I will credit not only the rethinking of the course but the different tack I took in course preparation for making this such a transformative teaching moment. For the first time in decades, I wrote up detailed lecture texts for every class. I normally create detailed slides that I accompany for myself with brief outlines. preferring to let the class develop as it will, but this time, due to the emerging gap between what I wanted the class to tackle and what I already knew, I felt it was necessary to research thoroughly and write out some narratives. I didn’t deliver the lectures directly, but writing them helped to clarify what was important – what slides needed more time for the class to unpack and discuss, what elements could be streamlined or trimmed, as well as thinking about how the class material related to the primary sources we tackled each week. Writing lots (some weeks I wrote up 10,000 words or more of narrative lecture texts!) helped me think matters through and make connections that informed the class.

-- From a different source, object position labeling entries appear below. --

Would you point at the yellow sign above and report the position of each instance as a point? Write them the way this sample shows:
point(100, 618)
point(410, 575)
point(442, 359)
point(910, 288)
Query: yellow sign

It wasn’t easy. I drove myself hard last term! I often finished those lecture notes in the desperate minutes between my senior seminar (wrapping up at 5:20pm) and the start of class at 7pm, fueled by a Subway sandwich and an increasing sense of panic. But the bulk of the lecture plans were already in place, I was usually just adding in some last historical examples or expanding the historiographical framework. I’m not completely happy with everything I did but I’m feeling really good about the overall course. It helped me to think through some cultural questions of the period and to better understand the interplay between economics, politics, and society. My students wrote great short research projects on individuals, events, and cultural creations, what I called “study pieces” in the assignment system. I saw many of them use elements from those in their discussion contributions and the final exams.
I’m glad that winter term ahead has only one new course. I have committed myself to only light revisions of my early Middle Ages survey – fixing problems that I noticed in the last run-through and making primary source analysis in class an everyday event instead of something reserved only for the eight tutorial sessions. My new preparation won’t rely on lecture components as much – it’s a third-year course and much more discussion-based. However, I plan to write myself up some detailed work-through narratives of key elements, only this time with a bit more leeway than a scant hour-and-a-half ahead of class. Wish me luck!
This makes me smile!! I’m so glad you are enjoying teaching this material.